Balancing Work and Life
At Stanford, I felt like I was underwater all the time. Constantly struggling to keep my head above the surface, gasping for air between problem sets and exams, never quite able to catch my breath. The workload was relentless. The pressure was immense. And somewhere in the chaos of deadlines and all-nighters, I forgot to look around.
The irony is almost painful to admit now. Stanford's campus is stunning - the palm trees, the sandstone buildings with their red tile roofs, the Quad at sunrise, the rolling hills of the Dish, the impossibly blue California sky. I walked past all of this beauty every day, but I rarely truly saw it.
My eyes were fixed on my laptop screen, on the next assignment, on the upcoming midterm. My mind was calculating how many hours of sleep I could sacrifice to finish a project. My conversations with friends revolved around coursework, grades, and internships. Life had become a checklist of tasks to complete, not an experience to savor.
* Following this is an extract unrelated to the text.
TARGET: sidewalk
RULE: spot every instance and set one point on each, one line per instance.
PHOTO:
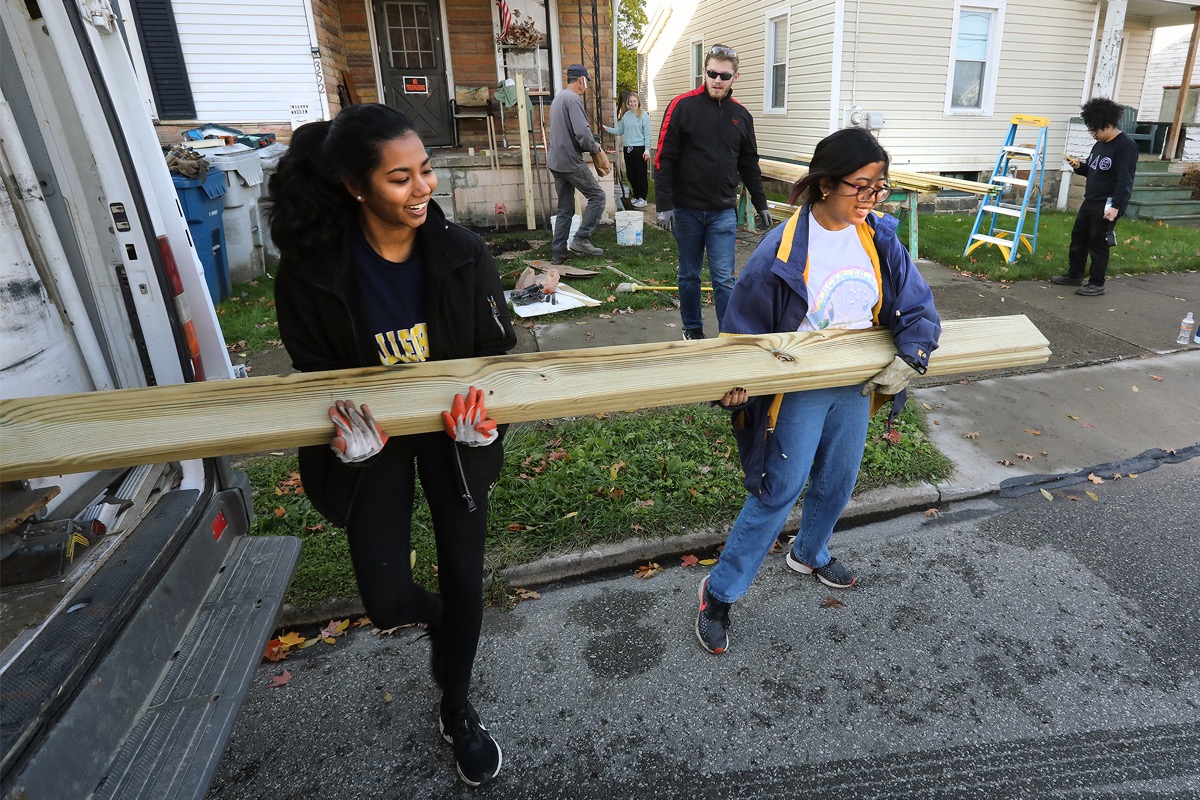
(1116, 386)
It wasn't until I graduated and left Stanford that I truly appreciated what I had missed. On a visit back to campus years later, I finally saw it. The way the light filtered through the arcade arches. The peaceful sound of the fountain in the Main Quad. The smell of eucalyptus on a warm afternoon. All of it had been there the whole time, waiting for me to notice.
I wish I could go back and tell my younger self to slow down. To take a break from studying and watch the sunset from Roble Field. To have coffee with friends without talking about classes. To ride a bike around campus with no destination in mind. To sit in the Quad and just breathe.
But I can't go back. What I can do is share this lesson with others, and try to apply it to my life now. The work will always be there. The deadlines will keep coming. But the moments of beauty - they pass by whether we notice them or not. And once they're gone, we can never get them back.
Stanford gave me an incredible education, but it also taught me a harder lesson: that achievement means nothing if you don't take time to appreciate the journey. I learned this lesson late, but I'm grateful I learned it at all.
If you're at Stanford now - or anywhere else where life feels overwhelming - I hope you'll take a moment today to look around. The beauty is there. Don't wait until you leave to see it.